Error in ==> new_utility at 4
xyz_data = load('serrano_all_data.txt');

It's different than the error I used to get when I used my old script in that MATLAB wasn't happy using "horzcat", whereas now MATLAB isn't happy using "load".

What are your thoughts on this? Again, thanks for spending the time in helping me with this.

shwaip
17 Jul 2008, 7:00pm
Hi.

Basically, you're running out of memory. You're right that the file is way too long.

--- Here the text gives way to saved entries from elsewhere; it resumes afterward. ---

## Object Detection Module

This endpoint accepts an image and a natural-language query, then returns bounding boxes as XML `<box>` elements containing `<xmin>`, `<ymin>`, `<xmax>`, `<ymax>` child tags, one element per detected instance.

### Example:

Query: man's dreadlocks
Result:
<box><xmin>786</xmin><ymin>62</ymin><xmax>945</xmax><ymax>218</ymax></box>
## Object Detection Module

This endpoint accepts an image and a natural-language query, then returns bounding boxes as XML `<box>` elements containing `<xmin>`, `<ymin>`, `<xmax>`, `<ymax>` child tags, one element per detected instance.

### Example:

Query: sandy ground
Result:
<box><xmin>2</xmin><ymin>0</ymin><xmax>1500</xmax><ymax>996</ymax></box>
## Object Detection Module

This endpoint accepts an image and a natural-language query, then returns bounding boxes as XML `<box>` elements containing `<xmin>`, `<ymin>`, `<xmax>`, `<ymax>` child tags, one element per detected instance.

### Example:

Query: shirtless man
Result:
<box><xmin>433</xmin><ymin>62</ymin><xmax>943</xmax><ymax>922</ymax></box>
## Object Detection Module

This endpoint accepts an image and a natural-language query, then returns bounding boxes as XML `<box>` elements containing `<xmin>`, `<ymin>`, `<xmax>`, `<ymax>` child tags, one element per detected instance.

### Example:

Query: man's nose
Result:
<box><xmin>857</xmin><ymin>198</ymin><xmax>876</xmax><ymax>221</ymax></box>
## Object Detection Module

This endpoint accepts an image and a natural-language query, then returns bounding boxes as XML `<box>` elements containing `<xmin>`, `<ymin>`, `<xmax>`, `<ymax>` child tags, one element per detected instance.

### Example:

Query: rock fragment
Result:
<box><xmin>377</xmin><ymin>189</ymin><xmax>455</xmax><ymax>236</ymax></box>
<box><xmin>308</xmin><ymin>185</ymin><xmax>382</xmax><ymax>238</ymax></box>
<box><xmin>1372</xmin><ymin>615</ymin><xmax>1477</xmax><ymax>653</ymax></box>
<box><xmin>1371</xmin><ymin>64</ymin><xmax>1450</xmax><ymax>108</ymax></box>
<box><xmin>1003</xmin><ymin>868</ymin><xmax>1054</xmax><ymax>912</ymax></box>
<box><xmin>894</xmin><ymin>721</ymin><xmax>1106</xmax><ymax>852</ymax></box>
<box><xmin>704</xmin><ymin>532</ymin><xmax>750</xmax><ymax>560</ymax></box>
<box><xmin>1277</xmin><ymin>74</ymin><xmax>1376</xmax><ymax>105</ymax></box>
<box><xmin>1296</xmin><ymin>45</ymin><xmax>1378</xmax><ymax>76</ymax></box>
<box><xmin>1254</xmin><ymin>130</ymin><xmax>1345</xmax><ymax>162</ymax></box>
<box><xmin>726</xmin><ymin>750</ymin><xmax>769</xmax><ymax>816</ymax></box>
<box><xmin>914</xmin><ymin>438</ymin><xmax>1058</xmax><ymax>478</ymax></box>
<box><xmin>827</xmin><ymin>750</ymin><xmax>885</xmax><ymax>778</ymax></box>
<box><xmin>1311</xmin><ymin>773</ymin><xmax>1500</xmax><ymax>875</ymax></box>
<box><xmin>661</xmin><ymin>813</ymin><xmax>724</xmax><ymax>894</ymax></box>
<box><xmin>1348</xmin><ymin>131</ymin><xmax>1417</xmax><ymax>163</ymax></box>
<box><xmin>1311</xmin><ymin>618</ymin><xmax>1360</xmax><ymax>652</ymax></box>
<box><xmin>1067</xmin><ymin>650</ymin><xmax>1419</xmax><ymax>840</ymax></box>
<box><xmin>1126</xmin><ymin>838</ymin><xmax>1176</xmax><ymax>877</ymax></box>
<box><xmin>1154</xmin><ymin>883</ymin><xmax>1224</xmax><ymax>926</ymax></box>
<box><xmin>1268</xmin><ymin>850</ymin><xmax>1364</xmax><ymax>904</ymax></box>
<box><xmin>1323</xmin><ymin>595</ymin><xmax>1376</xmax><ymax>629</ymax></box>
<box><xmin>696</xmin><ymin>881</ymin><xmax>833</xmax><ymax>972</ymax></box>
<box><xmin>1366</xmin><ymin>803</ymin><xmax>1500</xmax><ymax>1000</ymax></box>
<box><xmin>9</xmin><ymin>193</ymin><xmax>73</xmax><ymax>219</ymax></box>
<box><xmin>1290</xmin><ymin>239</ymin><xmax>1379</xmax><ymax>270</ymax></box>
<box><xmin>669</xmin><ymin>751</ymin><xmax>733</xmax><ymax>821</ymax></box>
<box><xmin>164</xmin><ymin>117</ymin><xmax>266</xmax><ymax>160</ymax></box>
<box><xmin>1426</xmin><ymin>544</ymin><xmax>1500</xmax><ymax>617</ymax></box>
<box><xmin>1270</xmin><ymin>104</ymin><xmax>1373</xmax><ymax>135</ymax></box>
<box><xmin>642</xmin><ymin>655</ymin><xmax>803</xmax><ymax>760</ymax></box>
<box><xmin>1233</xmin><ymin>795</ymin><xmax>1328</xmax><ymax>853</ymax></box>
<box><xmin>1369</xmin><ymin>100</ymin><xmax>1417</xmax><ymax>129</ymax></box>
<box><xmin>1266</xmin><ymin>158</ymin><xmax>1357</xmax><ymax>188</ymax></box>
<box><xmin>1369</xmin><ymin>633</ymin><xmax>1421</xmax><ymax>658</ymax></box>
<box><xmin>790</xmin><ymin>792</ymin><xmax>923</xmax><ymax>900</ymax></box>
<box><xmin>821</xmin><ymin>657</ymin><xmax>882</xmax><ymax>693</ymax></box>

try this (it'll probably be slow):



clear all

% open files
fp = fopen('serrano_all_data.txt');
fp_head = fopen('xyz_header.txt','w+t');
fp_nohead = fopen('xyz_noheader.txt','w+t');

%write headers
fprintf(fp_head,'x,y,z\n');

while 1
line = fgetl(fp); %read line
if ~ischar(line),break,end; %make sure that we got data
spl = regexp(line,' ','split'); %split on space
fprintf(fp_head,'%f,%f,%f',spl{1},spl{2},spl{3}); %write data to file with head
fprintf(fp_nohead,'%f,%f,%f',spl{1},spl{2},spl{3}); %write data to file with no head
end

fclose all; %close pointers

geodave
18 Jul 2008, 12:58am
I tried your latest version of the script, and it was taking quite a long time to process the text file (I had to force MATLAB to quit after about 1 hour from the start of the run). However, I tried running your older modified version of the script from the post where you suggested I address the columns of x, y, and z as follows:

xyz(:,1:3); using a computer with greater RAM... and it worked! It took ~39 minutes to process the ~0.6 Gb text file, but it did it flawlessly!

I appreciate your help with this. Thank you!